Presque coup sur coup, le Mali a perdu deux de ses anciens présidents : 

 

en effet, deux mois après le décès de Moussa Traoré le 15 septembre 2020, son successeur immédiat, lui  aussi général, vient de passer l’arme à gauche ;

 

Amadou Toumani Touré, puisque c’est lui que les Maliens pleurent aujourd’hui, est décédé hier lundi 10 novembre à Istanbul où il avait été évacué par vol régulier.

 

Peu avant cette évacuation, il avait subi une intervention chirurgicale du cœur à l’hôpital du Luxembourg à Bamako qu’il avait fait construire.

 

 

 

Depuis l’annonce de ce décès, c’est une pluie d’hommages qui s’abat sur celui qui venait de souffler ses 72 bougies pas plus tard que le 4 novembre dernier.

 

Beaucoup de ses compatriotes portent aux nues l’homme de consensus qu’il a toujours été pour son pays,  et pour bien d’autres pays africains où ses talents de médiateur ont contribué à circonscrire bien d’incendies, notamment en République centrafricaine.

 

Si on devait résumer sa carrière politique en trois dates, ce serait celles-ci : le 26 mars 1991, le 8 juin 2002 et le 22 mars 2012 :  

 

au début des années 90,  alors que souffle sur le pays de Modibo Kéïta, à l’image de bien de contrées africaines, le vent de la démocratisation consécutif au chute du mur de Berlin et au Discours de la Baule, ce commando parachutiste dépose Moussa Traoré, mettant ainsi fin à la violente répression contre les étudiants.

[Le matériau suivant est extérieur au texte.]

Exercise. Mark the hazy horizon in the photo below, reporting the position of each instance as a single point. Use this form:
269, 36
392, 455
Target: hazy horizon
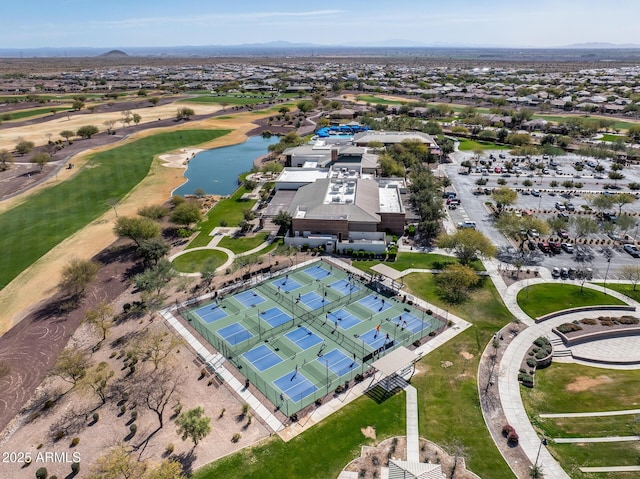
500, 24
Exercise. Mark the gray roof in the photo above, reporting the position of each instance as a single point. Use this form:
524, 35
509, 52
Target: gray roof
311, 199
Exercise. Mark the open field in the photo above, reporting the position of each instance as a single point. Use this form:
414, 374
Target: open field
563, 388
540, 299
38, 133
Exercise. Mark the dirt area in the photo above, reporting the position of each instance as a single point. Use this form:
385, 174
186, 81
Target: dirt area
154, 189
584, 383
35, 429
488, 371
373, 458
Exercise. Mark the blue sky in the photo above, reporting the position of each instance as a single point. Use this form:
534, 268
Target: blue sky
120, 23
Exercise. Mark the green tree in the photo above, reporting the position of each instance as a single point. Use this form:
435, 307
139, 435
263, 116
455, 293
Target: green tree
23, 147
41, 159
186, 213
193, 425
77, 274
136, 229
467, 244
100, 317
67, 135
152, 250
87, 131
71, 365
184, 113
283, 219
454, 283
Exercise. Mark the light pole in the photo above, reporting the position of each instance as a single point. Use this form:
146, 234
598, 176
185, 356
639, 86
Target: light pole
543, 441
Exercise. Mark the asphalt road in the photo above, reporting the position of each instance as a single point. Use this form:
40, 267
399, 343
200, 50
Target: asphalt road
472, 206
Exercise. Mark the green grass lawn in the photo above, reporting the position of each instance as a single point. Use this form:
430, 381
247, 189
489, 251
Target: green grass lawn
470, 145
409, 260
540, 299
626, 289
193, 261
35, 226
240, 245
228, 99
612, 138
576, 388
228, 210
448, 401
319, 453
380, 101
448, 397
22, 114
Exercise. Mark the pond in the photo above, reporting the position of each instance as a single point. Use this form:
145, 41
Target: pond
216, 171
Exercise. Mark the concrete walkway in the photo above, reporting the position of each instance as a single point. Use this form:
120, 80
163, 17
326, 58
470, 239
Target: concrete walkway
413, 442
575, 440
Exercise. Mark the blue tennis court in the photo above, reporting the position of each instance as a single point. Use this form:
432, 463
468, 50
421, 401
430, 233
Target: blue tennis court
234, 334
410, 322
286, 284
344, 287
249, 298
295, 386
375, 303
274, 316
343, 318
303, 338
262, 357
317, 272
375, 339
211, 313
337, 362
312, 300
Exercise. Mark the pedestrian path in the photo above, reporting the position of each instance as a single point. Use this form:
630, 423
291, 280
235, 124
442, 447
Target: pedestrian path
413, 442
576, 440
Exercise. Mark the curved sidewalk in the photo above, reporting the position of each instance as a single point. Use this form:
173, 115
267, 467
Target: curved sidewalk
508, 385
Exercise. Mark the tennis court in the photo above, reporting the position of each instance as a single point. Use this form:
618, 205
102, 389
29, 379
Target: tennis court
408, 321
303, 338
209, 313
312, 300
262, 357
344, 287
234, 334
323, 322
249, 298
318, 272
343, 318
338, 362
295, 386
375, 303
286, 284
274, 316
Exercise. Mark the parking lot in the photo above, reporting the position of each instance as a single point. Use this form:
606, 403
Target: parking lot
605, 256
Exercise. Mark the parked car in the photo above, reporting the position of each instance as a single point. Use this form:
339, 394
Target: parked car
467, 224
544, 247
632, 250
568, 247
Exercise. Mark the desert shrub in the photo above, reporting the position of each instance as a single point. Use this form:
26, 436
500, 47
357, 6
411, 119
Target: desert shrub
568, 328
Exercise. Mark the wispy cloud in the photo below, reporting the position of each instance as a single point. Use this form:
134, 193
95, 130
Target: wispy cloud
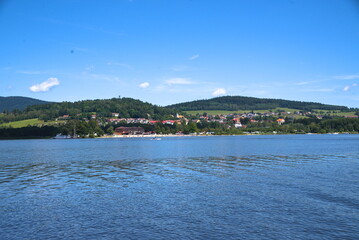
124, 65
347, 77
30, 72
103, 77
45, 86
348, 87
318, 90
194, 57
144, 85
219, 92
181, 68
179, 81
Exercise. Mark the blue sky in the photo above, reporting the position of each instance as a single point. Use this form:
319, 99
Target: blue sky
171, 51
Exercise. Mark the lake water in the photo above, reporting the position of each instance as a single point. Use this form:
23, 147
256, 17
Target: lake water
230, 187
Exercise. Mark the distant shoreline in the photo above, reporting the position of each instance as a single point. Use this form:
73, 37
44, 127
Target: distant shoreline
174, 135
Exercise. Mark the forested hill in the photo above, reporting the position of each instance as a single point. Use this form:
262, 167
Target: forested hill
126, 107
12, 103
234, 103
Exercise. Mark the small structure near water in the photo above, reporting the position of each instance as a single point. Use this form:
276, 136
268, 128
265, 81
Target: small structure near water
129, 131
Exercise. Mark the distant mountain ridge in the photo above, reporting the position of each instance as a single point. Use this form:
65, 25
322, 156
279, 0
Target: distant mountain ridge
16, 102
234, 103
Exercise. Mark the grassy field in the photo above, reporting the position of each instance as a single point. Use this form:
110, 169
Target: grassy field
29, 122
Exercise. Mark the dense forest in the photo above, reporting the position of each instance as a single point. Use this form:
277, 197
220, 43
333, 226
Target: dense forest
126, 107
11, 103
234, 103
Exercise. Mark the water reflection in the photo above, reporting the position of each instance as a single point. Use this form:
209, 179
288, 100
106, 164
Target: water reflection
179, 190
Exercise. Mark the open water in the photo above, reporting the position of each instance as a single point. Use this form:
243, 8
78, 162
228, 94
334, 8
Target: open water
234, 187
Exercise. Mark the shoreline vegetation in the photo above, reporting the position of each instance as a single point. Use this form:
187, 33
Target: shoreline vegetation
154, 136
126, 117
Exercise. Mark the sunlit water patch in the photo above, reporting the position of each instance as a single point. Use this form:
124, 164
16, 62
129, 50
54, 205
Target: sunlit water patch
237, 187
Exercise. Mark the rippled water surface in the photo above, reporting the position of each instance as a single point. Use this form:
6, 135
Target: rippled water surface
235, 187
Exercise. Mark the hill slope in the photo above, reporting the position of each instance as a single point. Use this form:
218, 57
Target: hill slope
11, 103
234, 103
126, 107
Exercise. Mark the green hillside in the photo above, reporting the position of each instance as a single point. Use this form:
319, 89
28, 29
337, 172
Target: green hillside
20, 103
102, 108
237, 103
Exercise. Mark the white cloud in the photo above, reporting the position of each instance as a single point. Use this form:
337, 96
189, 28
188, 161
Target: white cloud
144, 85
194, 57
30, 72
318, 90
219, 91
179, 81
348, 87
346, 77
124, 65
45, 86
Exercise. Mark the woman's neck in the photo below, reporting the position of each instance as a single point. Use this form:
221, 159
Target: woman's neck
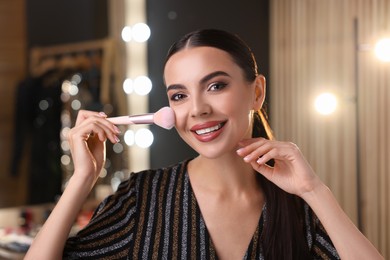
228, 174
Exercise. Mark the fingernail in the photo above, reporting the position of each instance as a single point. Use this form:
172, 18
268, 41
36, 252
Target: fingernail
117, 129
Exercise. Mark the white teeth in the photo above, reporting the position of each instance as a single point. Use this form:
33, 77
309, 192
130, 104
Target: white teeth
208, 130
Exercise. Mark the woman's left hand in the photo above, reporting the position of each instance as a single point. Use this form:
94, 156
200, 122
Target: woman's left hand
291, 172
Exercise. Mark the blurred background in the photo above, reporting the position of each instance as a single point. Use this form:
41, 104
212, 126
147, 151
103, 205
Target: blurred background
328, 87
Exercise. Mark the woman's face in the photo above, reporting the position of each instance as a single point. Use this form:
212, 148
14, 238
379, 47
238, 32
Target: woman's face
211, 99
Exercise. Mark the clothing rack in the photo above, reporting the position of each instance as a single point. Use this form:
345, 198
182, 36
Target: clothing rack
105, 46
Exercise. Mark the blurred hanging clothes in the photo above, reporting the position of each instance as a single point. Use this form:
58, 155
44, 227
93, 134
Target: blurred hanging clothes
38, 121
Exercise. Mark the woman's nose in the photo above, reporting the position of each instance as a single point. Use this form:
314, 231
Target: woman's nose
200, 107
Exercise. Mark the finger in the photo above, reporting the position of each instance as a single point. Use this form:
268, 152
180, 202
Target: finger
84, 114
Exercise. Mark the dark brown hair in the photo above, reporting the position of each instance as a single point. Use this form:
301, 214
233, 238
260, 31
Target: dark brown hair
283, 235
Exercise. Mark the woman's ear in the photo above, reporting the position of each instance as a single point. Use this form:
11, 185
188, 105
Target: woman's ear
259, 92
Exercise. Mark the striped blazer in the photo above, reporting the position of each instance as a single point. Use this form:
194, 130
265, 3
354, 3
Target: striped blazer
154, 215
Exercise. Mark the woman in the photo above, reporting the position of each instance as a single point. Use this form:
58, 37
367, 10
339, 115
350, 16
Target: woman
246, 196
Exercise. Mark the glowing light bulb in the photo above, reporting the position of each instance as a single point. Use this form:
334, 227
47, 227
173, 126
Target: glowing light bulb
140, 32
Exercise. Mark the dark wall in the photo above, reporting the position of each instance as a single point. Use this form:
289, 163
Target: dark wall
56, 22
171, 19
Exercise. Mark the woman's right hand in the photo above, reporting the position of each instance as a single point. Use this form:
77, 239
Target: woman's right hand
87, 143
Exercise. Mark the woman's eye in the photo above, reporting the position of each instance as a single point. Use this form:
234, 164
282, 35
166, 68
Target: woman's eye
217, 86
177, 97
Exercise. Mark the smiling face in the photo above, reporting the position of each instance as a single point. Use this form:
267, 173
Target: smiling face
211, 99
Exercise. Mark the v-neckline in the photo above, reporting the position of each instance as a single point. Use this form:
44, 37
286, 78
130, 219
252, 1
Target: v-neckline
254, 238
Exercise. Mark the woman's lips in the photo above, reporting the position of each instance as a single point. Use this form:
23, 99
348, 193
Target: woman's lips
208, 131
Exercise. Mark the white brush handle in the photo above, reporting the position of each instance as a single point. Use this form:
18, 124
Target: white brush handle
136, 119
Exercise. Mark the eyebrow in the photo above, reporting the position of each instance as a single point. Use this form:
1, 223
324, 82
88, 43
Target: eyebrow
202, 80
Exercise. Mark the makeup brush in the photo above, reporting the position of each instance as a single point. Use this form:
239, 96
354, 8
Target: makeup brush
165, 118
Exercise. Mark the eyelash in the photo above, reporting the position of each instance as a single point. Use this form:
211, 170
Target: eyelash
179, 96
220, 85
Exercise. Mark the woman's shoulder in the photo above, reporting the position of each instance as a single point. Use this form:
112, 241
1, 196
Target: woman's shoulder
145, 176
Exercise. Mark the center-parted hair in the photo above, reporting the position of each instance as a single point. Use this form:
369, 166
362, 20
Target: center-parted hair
241, 54
283, 234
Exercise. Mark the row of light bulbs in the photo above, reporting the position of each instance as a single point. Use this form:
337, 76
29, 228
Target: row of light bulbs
141, 85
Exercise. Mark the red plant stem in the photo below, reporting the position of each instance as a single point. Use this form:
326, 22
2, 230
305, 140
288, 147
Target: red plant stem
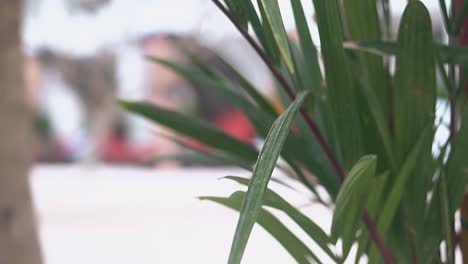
374, 232
371, 226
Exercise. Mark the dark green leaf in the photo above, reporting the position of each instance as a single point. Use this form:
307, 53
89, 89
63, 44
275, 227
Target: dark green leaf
264, 167
414, 100
351, 201
298, 250
314, 231
273, 18
341, 93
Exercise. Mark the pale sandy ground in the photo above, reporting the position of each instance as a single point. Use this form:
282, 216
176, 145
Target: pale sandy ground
100, 215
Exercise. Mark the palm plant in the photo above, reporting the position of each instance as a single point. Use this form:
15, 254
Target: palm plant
363, 130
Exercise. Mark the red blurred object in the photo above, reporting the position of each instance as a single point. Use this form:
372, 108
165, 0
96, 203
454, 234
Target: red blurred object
463, 35
235, 124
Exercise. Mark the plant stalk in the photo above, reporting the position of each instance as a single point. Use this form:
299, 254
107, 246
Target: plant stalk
370, 224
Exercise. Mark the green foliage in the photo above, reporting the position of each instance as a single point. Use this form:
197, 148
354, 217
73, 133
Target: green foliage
365, 133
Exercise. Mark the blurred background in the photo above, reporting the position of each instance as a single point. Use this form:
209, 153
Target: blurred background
103, 186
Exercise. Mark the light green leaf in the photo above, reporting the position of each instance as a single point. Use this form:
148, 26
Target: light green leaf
341, 94
459, 54
298, 250
272, 199
264, 167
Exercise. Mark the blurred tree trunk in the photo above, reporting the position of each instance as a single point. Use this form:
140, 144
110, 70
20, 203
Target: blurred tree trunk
18, 238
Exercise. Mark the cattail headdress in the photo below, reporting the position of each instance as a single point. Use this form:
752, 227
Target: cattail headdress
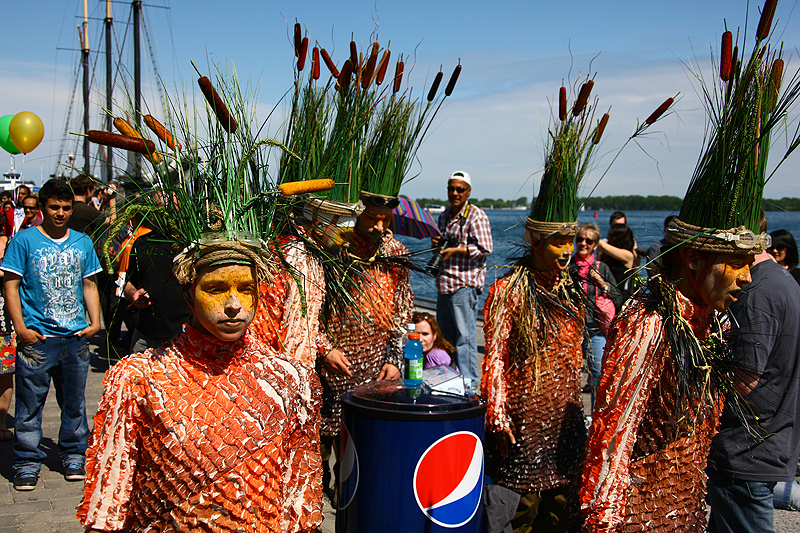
721, 209
212, 196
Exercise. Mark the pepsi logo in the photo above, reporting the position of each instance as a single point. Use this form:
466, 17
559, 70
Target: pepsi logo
348, 470
448, 479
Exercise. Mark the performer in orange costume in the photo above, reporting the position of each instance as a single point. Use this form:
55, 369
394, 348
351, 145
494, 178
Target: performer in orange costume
213, 421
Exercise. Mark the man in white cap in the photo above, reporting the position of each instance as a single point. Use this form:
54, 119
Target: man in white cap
463, 271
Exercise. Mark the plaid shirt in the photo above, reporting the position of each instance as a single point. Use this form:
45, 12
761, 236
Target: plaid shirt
474, 233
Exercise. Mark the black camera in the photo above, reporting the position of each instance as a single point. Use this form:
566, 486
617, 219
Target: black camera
447, 241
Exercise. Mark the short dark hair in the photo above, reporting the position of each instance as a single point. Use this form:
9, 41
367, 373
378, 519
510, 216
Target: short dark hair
783, 240
56, 188
82, 184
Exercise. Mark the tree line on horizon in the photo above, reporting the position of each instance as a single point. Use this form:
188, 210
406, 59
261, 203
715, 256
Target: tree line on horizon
612, 203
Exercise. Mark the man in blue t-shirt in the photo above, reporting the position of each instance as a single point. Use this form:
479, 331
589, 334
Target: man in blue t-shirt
49, 274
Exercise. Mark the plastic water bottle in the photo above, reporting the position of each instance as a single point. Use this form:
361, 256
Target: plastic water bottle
412, 357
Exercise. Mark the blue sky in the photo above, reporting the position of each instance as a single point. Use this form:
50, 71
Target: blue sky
515, 55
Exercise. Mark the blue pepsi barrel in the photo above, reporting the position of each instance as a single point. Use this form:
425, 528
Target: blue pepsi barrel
410, 461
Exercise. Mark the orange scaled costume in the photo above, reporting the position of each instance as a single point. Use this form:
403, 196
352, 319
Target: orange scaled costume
288, 317
386, 306
645, 462
537, 395
205, 435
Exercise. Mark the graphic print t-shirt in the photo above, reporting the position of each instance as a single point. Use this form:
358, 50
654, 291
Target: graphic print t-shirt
51, 290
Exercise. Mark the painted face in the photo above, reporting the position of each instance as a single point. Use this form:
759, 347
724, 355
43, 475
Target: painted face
554, 254
725, 279
224, 301
373, 222
458, 193
57, 212
426, 335
585, 244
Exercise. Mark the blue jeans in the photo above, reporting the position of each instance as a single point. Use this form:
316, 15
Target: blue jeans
739, 506
593, 355
65, 360
457, 315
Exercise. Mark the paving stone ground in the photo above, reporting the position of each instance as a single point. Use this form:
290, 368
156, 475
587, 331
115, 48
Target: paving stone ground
50, 508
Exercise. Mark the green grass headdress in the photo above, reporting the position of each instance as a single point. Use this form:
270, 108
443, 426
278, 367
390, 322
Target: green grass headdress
745, 105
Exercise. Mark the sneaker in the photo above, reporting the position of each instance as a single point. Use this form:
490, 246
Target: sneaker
74, 472
26, 481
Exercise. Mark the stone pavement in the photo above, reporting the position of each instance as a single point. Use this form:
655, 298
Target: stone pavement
50, 508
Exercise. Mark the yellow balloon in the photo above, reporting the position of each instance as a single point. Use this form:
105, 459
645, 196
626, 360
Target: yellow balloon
26, 131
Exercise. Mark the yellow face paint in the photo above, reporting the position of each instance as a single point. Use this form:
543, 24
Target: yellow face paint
224, 301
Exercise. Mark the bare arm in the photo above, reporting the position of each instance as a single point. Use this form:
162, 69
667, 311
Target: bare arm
14, 306
91, 299
620, 254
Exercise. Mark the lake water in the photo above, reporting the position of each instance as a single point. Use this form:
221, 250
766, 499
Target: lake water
507, 225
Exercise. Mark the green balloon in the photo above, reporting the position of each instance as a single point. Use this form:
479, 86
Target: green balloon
5, 140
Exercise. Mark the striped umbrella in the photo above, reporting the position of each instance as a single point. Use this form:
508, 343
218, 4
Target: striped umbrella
411, 220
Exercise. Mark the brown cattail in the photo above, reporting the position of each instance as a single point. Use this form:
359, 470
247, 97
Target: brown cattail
765, 22
776, 77
298, 38
369, 70
600, 128
726, 56
453, 79
382, 67
301, 59
344, 77
583, 98
398, 75
315, 63
330, 64
353, 53
660, 111
435, 87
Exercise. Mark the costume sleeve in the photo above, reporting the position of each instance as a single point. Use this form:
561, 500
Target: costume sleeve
632, 365
497, 325
302, 505
479, 239
112, 457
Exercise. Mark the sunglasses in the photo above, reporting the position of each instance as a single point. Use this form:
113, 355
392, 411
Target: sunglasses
380, 201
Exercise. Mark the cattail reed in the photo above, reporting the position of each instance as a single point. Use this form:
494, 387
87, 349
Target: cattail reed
344, 77
600, 128
366, 76
453, 79
315, 63
353, 53
765, 22
776, 76
382, 67
398, 76
298, 38
331, 66
435, 87
726, 56
659, 111
583, 98
301, 59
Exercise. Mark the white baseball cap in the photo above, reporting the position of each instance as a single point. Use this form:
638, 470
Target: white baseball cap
461, 175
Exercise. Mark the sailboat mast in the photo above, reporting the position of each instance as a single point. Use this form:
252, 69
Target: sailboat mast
137, 80
109, 92
85, 65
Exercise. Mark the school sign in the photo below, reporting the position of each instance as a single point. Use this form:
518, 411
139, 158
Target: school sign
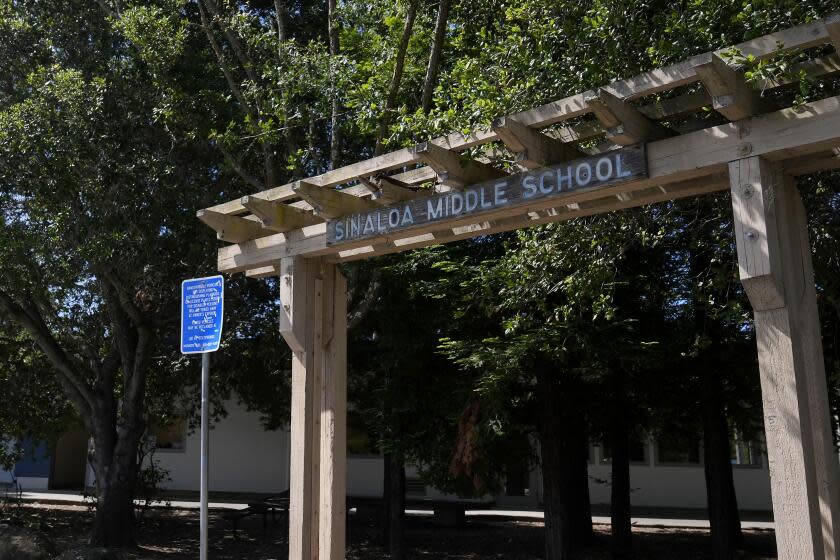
512, 191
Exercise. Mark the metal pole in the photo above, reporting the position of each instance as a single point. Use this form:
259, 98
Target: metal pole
205, 448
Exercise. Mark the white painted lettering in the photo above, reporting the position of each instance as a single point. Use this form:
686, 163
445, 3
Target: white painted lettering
394, 216
408, 218
603, 169
529, 184
368, 225
457, 200
585, 177
485, 203
472, 200
619, 168
434, 212
499, 194
567, 178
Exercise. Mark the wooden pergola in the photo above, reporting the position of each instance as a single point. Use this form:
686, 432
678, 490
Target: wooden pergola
683, 130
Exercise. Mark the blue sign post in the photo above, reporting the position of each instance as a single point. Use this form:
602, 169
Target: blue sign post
202, 312
202, 308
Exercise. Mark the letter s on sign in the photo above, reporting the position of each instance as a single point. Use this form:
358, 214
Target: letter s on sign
529, 184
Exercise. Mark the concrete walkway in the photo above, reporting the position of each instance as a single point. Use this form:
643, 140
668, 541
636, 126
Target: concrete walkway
651, 518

S’ensuit une petite transition militaire à l’issue de laquelle il remet le pouvoir à un civil démocratiquement élu, Alpha Omar Konaré, en 1992 avant de se lancer dans une aventure humanitaire et caritative, parcourant  ce vaste territoire de plus d’un million de Km2 dans tous les sens ;

 

un investissement  dans le social qui était autant de jalons posés pour mieux revenir aux affaires avec cette fois-ci  pour seule arme un bulletin de vote.

 

Le 8 juin 2002, le militaire de carrière troque le treillis contre le costume-cravate et surtout le boubou empesé.

 

Il n’aura malheureusement  pas le temps de terminer son second mandat puisqu’à deux mois seulement de son terme, il est à son tour renversé le 22 mars 2012 suite à une mutinerie de soldats de la garnison de Kati qui étaient initialement sortis pour réclamer des armes et d’autres moyens afin de lutter contre l’hydre terroriste qui avait posé le pied dans le pays en début d’année.

 

ATT a-t-il été victime du consensus qui était sa seconde nature puisque c’est après avoir ouvert les bras et accueilli des compatriotes en fuite de la Libye en plein effondrement du régime de Kadhafi, parmi lesquels des djihadistes, qu’il a été obligé de quitter la Colline de Koulouba ?

 

On raconte comment alors il a dû puiser dans ses réserves de soldat pour échapper aux putschistes.

 

Celui qui a porté la démocratie malienne sur les fonts baptismaux  aura été aussi quelque part l’artisan involontaire de la perte de son pays. Car, depuis sa chute, l’ancien Soudan français n’entrevoit pas le bout du tunnel dans lequel il patauge.

 

Mais il faut croire que les Maliens ne tiennent pas trop rigueur à ce «soldat de la démocratie», toujours aussi affable,  qui après un exil de sept ans au Sénégal, est revenu au bercail en grande  pompe  en 2019 et c’est à peine si sa popularité  a été entamée.

 

Le voici qui quitte la vallée des larmes alors que son pays est à la croisée des chemins. Avec cette fatalité qui semble frapper les chefs d’Etats maliens, car excepté Alpha Omar Konaré, aucun d’eux n’est allé jusqu’au bout de son mandat, le successeur d’ATT ayant été à son tour victime d’un coup d’Etat militaire le 18 août dernier.